Traveling always provides fresh fodder for writing on human behavior. Having traveled to the southwest of late, one would think that the choices of topics would be endless. However, there is no place like home!
By the end of June, the first fresh produce of the season is being sold in supermarkets, on street corners, and in numerous farmer's markets around the city. It is one of my favorite times as going to the market is like a department store at Christmas. There is so much fresh produce to choose from that one can easily get carried away and purchase much more than you can possibly eat before it spoils.
Corn on the cob is always a popular choice. The gentleman, I am using this term loosely, that I met today is surely a corn connoisseur. How do I know this? Well, if you are a serious corn buyer, you must know how to check each ear of corn for it's suitability for your upcoming meal. You can peel the husk down far enough to insure that the corn is indeed mature, the kernels are plump and juicy, and that there is no evidence of disease. Most corn vendors provide buyers with a large barrel in which to discard the husks if they prefer to husk the corn at the market rather than at home.
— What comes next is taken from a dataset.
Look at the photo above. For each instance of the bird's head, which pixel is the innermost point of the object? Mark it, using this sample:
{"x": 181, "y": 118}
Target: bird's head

It can be a messy job so many like to leave the mess at the store.
Picture in your mind then, one large commercial trash can sitting by a huge bin of fresh corn. There are several people sorting through the offering. It is Saturday afternoon and the market is very busy. Two or three of us have selected our ears and turn to the trash can to clean our corn for the evening meal. It is not to be.
The entire LARGE trash can has been commandeered by the a fore mentioned gentleman. He has piled his treasure in easy reach, has extended his elbows for maximum coverage, and has planted his feet in a wide stance to be able to withstand any frontal attacks by fellow corn pickers. He is hunched over the barrel with only quick glances as the possible invaders while working diligently to get his ears completely free of corn silk. I am not sure if he is more fearful of losing his selected ears of corn or his prime location in front of the barrel.
There is a line forming, and I can tell you, it is not a friendly line. As the chatter becomes louder and more aggressive, it only inspires him to increase his cleaning efforts. It looks as if he actually trying to increase his personal space even further. I am perfectly content to clean my corn at home, but am sure that several of the other shoppers are not of the same ilk. As I was walking away, I believe I heard some comment about a place where the sun does not shine.
I hope he enjoys his corn as much as I enjoyed the spectacle.